The heart of CUE is the 8-inch LCD touch screen, seamlessly integrated into the top of the central instrument panel and a motorized fully capacitive faceplate at the bottom concealing a 1.8L storage area. The vibrant LCD screen displays CUE’s home page, which resembles a smart phone’s screen by using large, easy-to-target icons to execute commands. Capacitive refers to using electrodes to sense the conductive properties of objects, such as a finger.

“CUE is a very elegant in-vehicle hub of all the information and entertainment in your life. All of CUE’s controls use the same design vernac­ular to create a harmony unique to Cadillac,” said Dave Lyon, executive director, Cadillac Interior Design. “Vibrant colors, a piano black face plate, precision-milled buttons, intuitive touch screen placement and sculpted front console provide a spacious, fashion-forward cabin.”

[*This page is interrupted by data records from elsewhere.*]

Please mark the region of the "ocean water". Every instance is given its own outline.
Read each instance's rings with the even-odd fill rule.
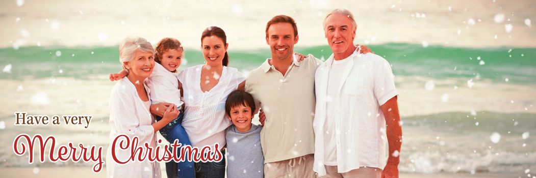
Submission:
[[[536,169],[536,49],[423,48],[406,43],[369,47],[390,62],[396,76],[404,123],[400,171]],[[331,51],[327,46],[296,47],[295,51],[322,60]],[[267,49],[229,52],[229,66],[246,74],[270,56]],[[0,49],[0,68],[11,66],[0,75],[4,101],[0,125],[5,126],[0,127],[0,144],[12,145],[15,136],[24,133],[54,135],[59,144],[76,141],[107,146],[108,102],[115,83],[107,76],[121,69],[117,54],[116,47]],[[204,63],[196,49],[187,49],[185,58],[180,70]],[[88,114],[94,119],[88,129],[78,126],[15,126],[16,111]],[[497,134],[500,139],[495,141]],[[26,157],[16,156],[11,146],[0,149],[1,166],[92,165],[30,165],[27,161]]]

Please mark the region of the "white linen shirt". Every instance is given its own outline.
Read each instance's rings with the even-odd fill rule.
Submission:
[[[383,169],[387,160],[385,120],[380,109],[389,99],[398,95],[391,66],[379,56],[354,51],[346,58],[335,104],[340,112],[327,120],[326,114],[327,79],[333,55],[318,67],[315,74],[316,109],[313,122],[315,134],[313,170],[318,176],[326,174],[324,168],[325,121],[334,122],[339,173],[360,167]]]
[[[182,83],[184,118],[182,126],[194,146],[225,145],[225,129],[232,123],[225,114],[225,100],[245,80],[236,68],[224,66],[219,81],[206,92],[201,90],[203,65],[188,68],[178,74]],[[205,80],[203,80],[203,82]]]
[[[154,63],[153,72],[147,79],[147,87],[151,90],[151,104],[169,103],[177,107],[184,103],[181,100],[177,73],[169,72],[158,63]]]
[[[150,96],[150,90],[147,87],[145,90]],[[151,162],[148,157],[143,162],[129,161],[122,165],[116,162],[111,157],[111,144],[116,137],[122,134],[129,136],[131,141],[137,136],[138,146],[144,146],[145,143],[148,143],[151,147],[156,148],[157,134],[152,126],[153,123],[149,109],[140,99],[134,84],[126,76],[116,83],[110,95],[110,145],[106,155],[108,177],[160,177],[160,163]],[[125,161],[130,158],[130,150],[118,150],[115,155],[119,160]]]

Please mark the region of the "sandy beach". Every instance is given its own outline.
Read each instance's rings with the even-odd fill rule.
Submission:
[[[91,167],[41,167],[39,168],[37,173],[34,173],[33,168],[0,168],[0,172],[2,176],[5,177],[66,177],[76,175],[77,178],[86,177],[106,177],[106,170],[103,170],[99,173],[94,173],[91,171]],[[166,177],[165,171],[162,172],[162,177]],[[474,178],[474,177],[524,177],[526,175],[505,173],[477,173],[474,174],[470,173],[436,173],[436,174],[414,174],[401,173],[400,178]]]

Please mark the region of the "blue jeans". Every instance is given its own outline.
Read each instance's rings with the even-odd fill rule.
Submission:
[[[168,142],[173,143],[175,140],[178,140],[178,143],[182,144],[182,146],[191,145],[188,135],[186,133],[184,128],[182,127],[182,119],[184,116],[183,112],[181,112],[178,114],[177,118],[169,122],[160,129],[160,134],[162,135]],[[162,119],[162,118],[156,116],[157,120]],[[170,150],[171,148],[170,148]],[[180,156],[180,149],[177,151],[178,156]],[[171,160],[166,162],[166,173],[168,177],[195,177],[195,172],[193,169],[193,162],[188,161],[185,160],[184,161],[176,162],[174,160]]]
[[[221,160],[218,162],[196,162],[196,178],[225,177],[225,150],[221,151]]]

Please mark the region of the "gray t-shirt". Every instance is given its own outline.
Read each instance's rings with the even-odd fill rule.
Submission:
[[[254,124],[245,133],[232,125],[225,130],[227,142],[227,177],[264,177],[264,157],[260,146],[263,127]]]

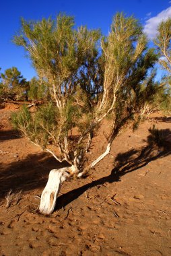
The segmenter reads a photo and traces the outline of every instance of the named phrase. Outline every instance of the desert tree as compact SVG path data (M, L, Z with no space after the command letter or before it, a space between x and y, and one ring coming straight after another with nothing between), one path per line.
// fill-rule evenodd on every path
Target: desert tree
M154 43L158 47L160 55L159 59L160 65L169 73L171 73L171 18L163 20L158 26L158 35Z
M28 98L30 100L46 100L48 97L48 87L44 81L41 81L37 77L32 77L29 81L28 90Z
M158 34L154 40L159 54L159 63L166 71L162 77L157 94L160 107L166 115L170 115L171 81L171 18L163 20L158 26Z
M28 82L21 75L17 67L12 67L6 69L1 74L1 100L16 100L26 98Z
M150 101L157 60L147 49L142 27L118 13L107 37L99 30L74 29L72 17L56 21L22 20L14 41L26 50L50 100L31 115L27 108L12 117L13 125L33 143L69 167L50 172L40 212L54 210L62 183L81 177L107 156L116 137L129 123L136 125ZM102 121L111 127L104 152L88 164L87 152Z

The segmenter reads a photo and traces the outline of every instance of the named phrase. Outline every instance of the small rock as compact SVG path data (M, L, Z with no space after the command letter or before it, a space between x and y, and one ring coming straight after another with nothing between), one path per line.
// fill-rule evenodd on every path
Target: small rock
M143 195L136 195L133 197L135 199L143 199L144 198L144 196Z
M100 234L98 237L100 239L105 239L105 236L103 234Z

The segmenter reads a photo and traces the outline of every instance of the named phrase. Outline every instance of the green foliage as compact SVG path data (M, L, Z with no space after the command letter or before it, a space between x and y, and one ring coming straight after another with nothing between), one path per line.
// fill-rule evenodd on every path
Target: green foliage
M80 157L85 159L82 156L105 117L112 117L110 145L129 122L137 125L141 111L154 100L158 87L153 71L158 56L147 49L142 27L133 17L123 13L114 17L101 50L99 30L75 30L74 25L73 17L61 14L55 21L22 19L14 38L38 75L38 80L30 83L29 97L49 94L49 104L30 115L27 125L23 123L23 128L17 117L16 125L43 148L59 148L73 164L76 156L79 162Z
M24 106L18 113L12 114L11 123L15 129L43 148L50 141L55 143L57 139L58 114L51 103L40 106L34 115Z
M158 53L160 56L160 63L163 68L171 72L171 18L162 21L158 26L158 34L154 43L158 46Z
M28 97L30 100L43 100L47 98L48 90L45 82L40 82L36 77L33 77L29 82Z
M0 99L18 100L26 98L28 82L15 67L7 69L1 73Z

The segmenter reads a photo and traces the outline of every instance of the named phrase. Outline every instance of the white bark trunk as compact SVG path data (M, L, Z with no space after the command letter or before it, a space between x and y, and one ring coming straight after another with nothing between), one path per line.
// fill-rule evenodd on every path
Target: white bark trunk
M57 196L63 183L71 177L69 167L50 170L47 184L42 195L39 212L42 214L50 214L53 212Z

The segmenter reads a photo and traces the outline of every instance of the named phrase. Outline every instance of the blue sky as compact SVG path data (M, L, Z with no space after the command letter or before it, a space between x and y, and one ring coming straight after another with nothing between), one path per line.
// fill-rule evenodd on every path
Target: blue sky
M76 26L101 28L107 35L113 15L116 11L133 14L145 26L145 31L152 38L159 21L171 16L171 1L168 0L2 0L0 15L0 67L1 71L17 67L28 79L36 73L24 50L11 42L20 28L21 17L27 20L41 20L59 12L74 15ZM159 71L161 73L161 71Z

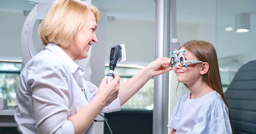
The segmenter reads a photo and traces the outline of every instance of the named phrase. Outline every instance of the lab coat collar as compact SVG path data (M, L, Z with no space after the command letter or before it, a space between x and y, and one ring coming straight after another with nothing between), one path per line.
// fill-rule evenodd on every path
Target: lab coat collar
M47 49L52 52L54 54L60 56L60 58L63 59L64 62L68 64L72 73L74 73L77 69L78 67L83 68L76 64L76 62L63 50L55 44L52 43L49 43L45 46L45 48Z

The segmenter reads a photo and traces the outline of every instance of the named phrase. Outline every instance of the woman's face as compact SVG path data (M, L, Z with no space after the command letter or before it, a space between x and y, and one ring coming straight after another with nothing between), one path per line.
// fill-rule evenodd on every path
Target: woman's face
M92 12L90 11L87 14L85 22L77 34L77 41L79 44L76 45L74 40L72 41L73 60L80 60L87 57L87 52L92 42L96 42L97 41L95 32L97 28L95 16Z
M180 50L186 50L186 52L182 53L185 58L187 60L198 60L192 53L186 49L181 48ZM187 84L188 85L195 83L201 78L202 75L200 73L201 63L194 64L188 63L187 67L185 66L181 66L177 63L174 68L174 71L177 76L177 78L179 82Z

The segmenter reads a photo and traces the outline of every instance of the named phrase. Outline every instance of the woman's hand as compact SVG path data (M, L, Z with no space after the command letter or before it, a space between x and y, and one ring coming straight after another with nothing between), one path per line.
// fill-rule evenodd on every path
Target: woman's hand
M105 106L111 103L117 98L120 81L120 77L115 74L114 79L107 84L108 78L105 76L101 81L95 97L101 100Z
M172 70L173 68L170 67L170 62L169 58L162 57L150 63L144 68L150 72L153 77Z

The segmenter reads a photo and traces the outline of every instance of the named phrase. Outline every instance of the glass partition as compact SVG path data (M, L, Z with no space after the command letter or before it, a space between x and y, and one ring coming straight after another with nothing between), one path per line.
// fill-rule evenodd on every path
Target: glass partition
M109 72L109 67L105 68L105 75ZM141 69L116 67L115 73L120 77L120 84L127 81L138 72ZM153 78L150 79L144 86L128 101L121 107L122 109L149 110L153 109L154 88Z
M14 107L21 63L0 62L0 98L8 100L8 107Z

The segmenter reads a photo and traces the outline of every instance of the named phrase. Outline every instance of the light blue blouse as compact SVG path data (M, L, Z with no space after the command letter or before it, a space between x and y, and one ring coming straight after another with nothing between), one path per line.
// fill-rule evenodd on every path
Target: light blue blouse
M232 134L228 108L216 91L190 99L181 97L169 119L168 127L176 134Z

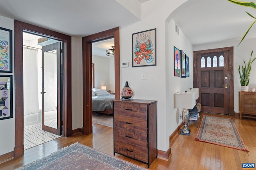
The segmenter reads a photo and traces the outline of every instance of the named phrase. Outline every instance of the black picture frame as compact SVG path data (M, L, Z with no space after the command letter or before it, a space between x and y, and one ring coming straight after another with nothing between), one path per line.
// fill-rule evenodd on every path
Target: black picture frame
M189 57L186 55L186 66L185 66L186 77L189 77Z
M186 77L186 53L180 50L180 77Z
M0 72L12 72L12 30L0 27Z
M156 65L156 28L132 34L132 67Z
M12 75L0 75L0 120L13 118Z
M175 46L174 47L174 76L180 76L180 50Z

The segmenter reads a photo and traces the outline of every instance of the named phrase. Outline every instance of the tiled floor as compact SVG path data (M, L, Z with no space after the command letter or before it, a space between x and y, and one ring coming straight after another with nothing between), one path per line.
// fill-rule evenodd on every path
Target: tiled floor
M48 124L56 123L52 121ZM55 123L55 124L54 124ZM46 124L46 122L45 124ZM42 124L37 124L24 127L24 150L42 144L60 137L42 130Z

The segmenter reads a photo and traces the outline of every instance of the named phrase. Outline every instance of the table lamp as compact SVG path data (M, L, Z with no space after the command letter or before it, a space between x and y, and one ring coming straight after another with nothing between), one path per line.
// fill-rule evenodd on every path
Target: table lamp
M194 92L181 92L175 94L175 107L183 109L182 112L182 121L184 128L180 132L180 134L190 135L190 129L187 126L189 119L188 109L192 109L196 105L196 93Z
M106 90L107 90L107 87L106 86L101 86L101 89Z

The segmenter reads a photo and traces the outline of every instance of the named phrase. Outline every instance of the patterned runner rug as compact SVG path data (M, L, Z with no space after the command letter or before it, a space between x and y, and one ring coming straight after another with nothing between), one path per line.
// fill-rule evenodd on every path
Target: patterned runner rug
M75 143L16 170L146 170Z
M196 140L249 151L230 118L204 115Z

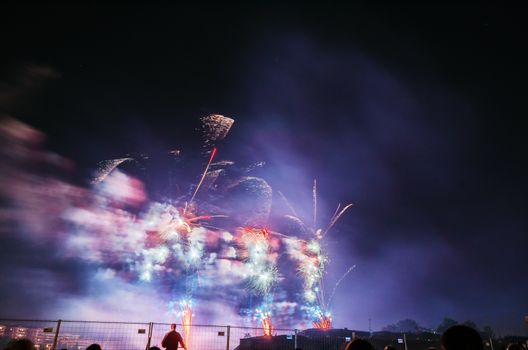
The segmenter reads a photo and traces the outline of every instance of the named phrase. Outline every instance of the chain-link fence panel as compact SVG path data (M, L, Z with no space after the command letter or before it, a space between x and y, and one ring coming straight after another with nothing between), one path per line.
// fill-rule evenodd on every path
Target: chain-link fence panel
M152 339L150 345L161 348L161 341L169 331L169 323L154 323L152 325ZM227 326L192 325L190 327L184 327L181 324L177 324L176 331L181 334L188 350L227 349Z
M61 321L57 350L84 350L99 344L104 350L144 350L148 323Z
M229 349L295 349L294 329L272 329L271 335L265 335L262 328L230 327Z
M29 339L35 349L51 349L57 331L57 321L0 319L0 348L10 341Z

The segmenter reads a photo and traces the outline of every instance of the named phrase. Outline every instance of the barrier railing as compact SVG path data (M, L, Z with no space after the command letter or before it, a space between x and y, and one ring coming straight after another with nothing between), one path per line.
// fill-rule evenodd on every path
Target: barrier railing
M192 325L184 329L180 324L176 327L189 350L293 350L297 344L294 329L274 329L273 337L266 337L261 328ZM169 329L168 323L153 322L0 319L0 349L9 341L22 338L31 340L39 350L84 350L93 343L103 350L161 348Z

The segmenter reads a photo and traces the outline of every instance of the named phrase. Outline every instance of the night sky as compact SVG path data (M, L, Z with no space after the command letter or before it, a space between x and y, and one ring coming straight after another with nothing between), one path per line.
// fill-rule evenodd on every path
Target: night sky
M329 277L357 265L336 326L447 316L526 334L524 9L1 6L2 80L24 64L57 72L3 108L75 163L76 182L102 159L195 147L201 116L230 116L220 152L266 161L304 215L313 178L321 220L355 204L331 233Z

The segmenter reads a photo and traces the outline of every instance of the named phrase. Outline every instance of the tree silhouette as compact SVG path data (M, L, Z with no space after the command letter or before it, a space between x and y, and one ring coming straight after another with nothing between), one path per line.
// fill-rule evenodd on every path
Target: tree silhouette
M452 318L445 317L442 322L436 327L437 333L444 333L447 331L448 328L456 326L458 324L457 321L453 320Z

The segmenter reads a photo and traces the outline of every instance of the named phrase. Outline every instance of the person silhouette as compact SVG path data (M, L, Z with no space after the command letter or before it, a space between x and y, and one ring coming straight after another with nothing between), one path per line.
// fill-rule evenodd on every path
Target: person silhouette
M167 350L177 350L178 344L187 350L187 346L183 342L183 338L180 333L176 332L176 324L171 324L171 330L165 334L163 340L161 341L161 346Z

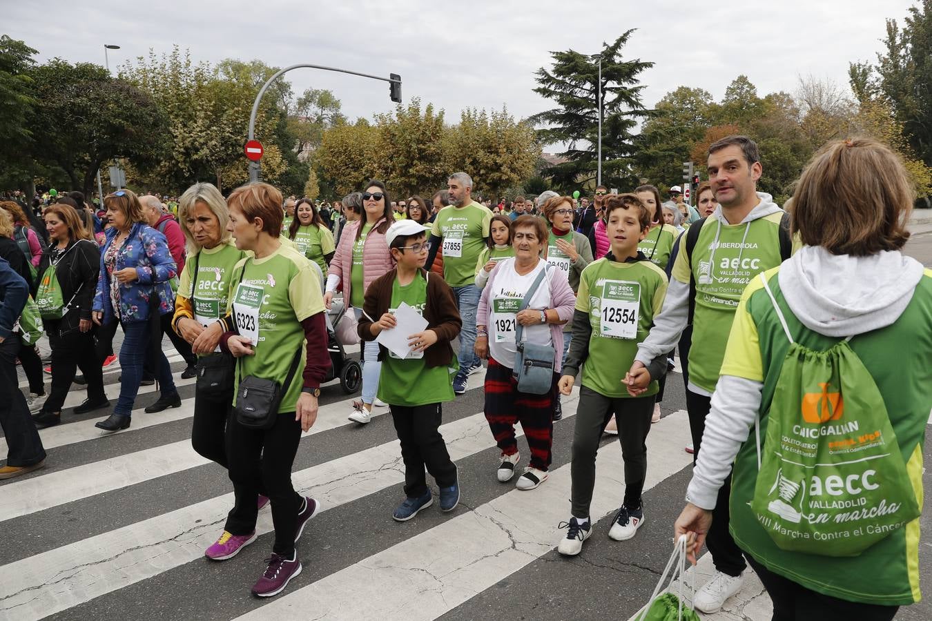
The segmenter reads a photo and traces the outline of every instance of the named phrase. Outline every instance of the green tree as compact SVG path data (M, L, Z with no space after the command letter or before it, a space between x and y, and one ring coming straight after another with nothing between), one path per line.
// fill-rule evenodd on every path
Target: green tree
M22 41L0 36L0 180L5 187L32 176L32 161L23 154L32 143L28 119L37 103L29 74L36 53Z
M34 159L61 169L86 195L105 162L144 163L162 148L166 122L156 101L103 67L53 59L35 67L33 79Z
M467 108L448 133L445 174L462 170L473 177L474 194L497 199L531 176L540 155L534 128L507 109ZM445 174L434 188L442 187Z
M632 155L636 146L633 131L638 119L647 115L641 103L644 86L639 75L653 66L640 59L625 59L622 48L634 30L623 33L614 42L602 44L602 80L592 57L573 49L551 52L550 70L536 72L540 95L553 100L556 107L531 116L543 144L564 142L562 156L567 162L547 169L555 187L569 189L596 178L598 92L602 91L602 181L609 185L626 187L637 179L632 175Z
M393 115L376 116L379 154L378 176L392 193L410 196L433 192L446 181L444 167L444 112L428 103L421 112L420 100L406 107L398 104Z

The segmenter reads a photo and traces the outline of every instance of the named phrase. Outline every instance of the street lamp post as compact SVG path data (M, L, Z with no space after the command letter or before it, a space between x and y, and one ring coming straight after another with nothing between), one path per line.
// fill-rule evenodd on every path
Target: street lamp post
M110 73L110 56L107 54L108 49L119 49L119 46L115 46L110 43L103 44L103 62L106 64L107 73ZM101 207L103 207L103 184L101 183L101 169L97 169L97 195L101 197Z
M266 83L262 85L262 88L259 88L259 93L255 96L255 101L253 102L253 113L249 115L249 139L253 140L255 138L255 115L259 113L259 101L262 101L262 96L266 94L266 90L268 89L268 86L274 82L280 75L285 74L292 69L298 69L300 67L307 67L308 69L322 69L324 71L336 71L341 74L350 74L351 75L360 75L362 77L368 77L373 80L382 80L389 83L389 94L391 101L395 103L402 102L402 76L398 74L391 74L389 77L382 77L381 75L370 75L368 74L360 74L355 71L349 71L347 69L337 69L336 67L323 67L317 64L293 64L290 67L285 67L278 71L274 75L266 80ZM254 183L259 181L259 162L251 161L249 163L249 181Z

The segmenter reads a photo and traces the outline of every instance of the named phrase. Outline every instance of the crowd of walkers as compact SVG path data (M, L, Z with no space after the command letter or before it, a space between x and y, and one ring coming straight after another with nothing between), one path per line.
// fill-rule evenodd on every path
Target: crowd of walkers
M182 377L197 378L194 449L227 469L234 491L205 554L226 560L255 541L269 504L272 555L253 593L281 592L320 508L291 469L333 376L327 314L341 296L351 309L341 338L362 343L362 396L348 417L362 425L391 409L405 466L398 521L432 505L428 473L441 510L459 502L440 426L471 373L485 364L496 479L522 491L547 480L561 396L579 385L556 543L575 556L594 532L603 434L618 436L624 464L608 536L631 539L647 519L647 438L678 349L694 469L675 532L693 559L707 544L715 566L695 608L720 609L750 564L774 619L892 619L919 599L932 402L932 271L901 252L912 204L903 166L870 140L832 142L786 209L757 191L763 170L746 137L713 143L707 170L695 208L678 186L665 202L652 185L493 205L473 199L464 172L430 201L392 201L377 180L333 205L261 182L226 198L197 183L174 209L119 190L100 218L83 196L58 196L41 227L15 200L0 203L0 401L10 404L0 478L44 464L37 429L61 422L77 369L87 399L75 412L111 408L102 367L117 329L119 398L97 426L128 428L147 380L159 394L146 412L179 407L167 333ZM383 336L411 325L411 311L421 323L399 350ZM872 459L883 473L864 466ZM840 506L863 508L832 513Z

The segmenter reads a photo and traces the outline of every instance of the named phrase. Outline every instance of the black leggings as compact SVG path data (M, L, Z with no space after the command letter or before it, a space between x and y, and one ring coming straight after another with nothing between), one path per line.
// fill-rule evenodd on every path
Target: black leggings
M839 600L809 590L792 580L774 574L745 555L761 578L774 602L773 621L890 621L899 606L879 606Z

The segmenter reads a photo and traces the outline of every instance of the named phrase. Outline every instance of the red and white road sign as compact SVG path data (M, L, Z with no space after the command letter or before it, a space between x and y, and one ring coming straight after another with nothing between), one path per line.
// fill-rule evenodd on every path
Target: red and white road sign
M246 146L243 147L243 152L246 154L246 157L249 157L254 162L258 162L262 158L262 154L265 150L262 148L262 142L259 141L249 141L246 142Z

To improve simplicity and connectivity for consumers, CUE will feature several auto

Industry firsts:

  • Proximity Sensing: As the user’s hand approaches the LCD screen, command icons appear. Icons can be customized and arranged by consumers to improve ease of use.
  • Haptic Feedback: Buttons on the fully capacitive faceplate pulse when pressed to acknowledge the driver’s commands and helps keep the driver’s eyes on the road.
  • Multi-Touch Hand Gestures: interactive motions (tap, flick, swipe and spread) popularized by smartphones and tablets allow tasks on the LCD screen, such as scrolling lists, zooming maps and searching favorites to be easily accomplished.
  • 12.3 in. LCD reconfigurable gauge cluster (on select models) offers four selectable displays – Simple, Enhanced, Balanced and Performance – that can mix traditional vehicle data such as a speedometer and fuel gauge with navigation, entertainment and 3D vehicle image.
  • Natural Speech Recognition lets consumers speak logically with fewer specific commands to recall stored media or input navigation destinations. CUE’s text-to-speech feature will also allow consumers to receive text messages by system voice and to send recorded text messages in return.
  • Linux operating system, “open” software platform and ARM 11 3-core processor, each operating at 400 million of instructions (mips) per second. This hardware setup offers 3.5 times more processing power than current infotainment systems, and allow developers to write applications to CUE that be downloaded by consumers.
  • “It’s processing speed and power that make CUE so capable,” said Bly.

Connectivity, Control, Convenience

CUE development began in 2008 when Cadillac designers rode with 32 consumers for six months to study driver habits. Engineers and designers then used the data to develop CUE.

CUE’s LCD screen features the driver’s five most frequently used functions stored along the top of the screen. Along the bottom of the screen, users can select up to 60 favorites from music to points of interest, addresses, maps for weather or directions, phone numbers or system commands, such as “tag song.”

Favorites can also be re-ordered and named to be easily recallable.

The steering wheel contains a five-way controller on the right side to navigate the cluster display, a volume control and buttons to cycle through favorites, while the five-way controller on the left side manages cruise con­trol functions, voice recognition, phone hang-up and heated steering wheel.

CUE’s customization and control features are further enhanced through OnStar’s suite of safety, security and connectivity services , such as Turn-by-Turn navigation, Automatic Crash Notification, hands-free calling and the OnStar RemoteLink mobile application.

Key OnStar features are available through CUE’s LCD screen, gauge cluster and steering wheel controls.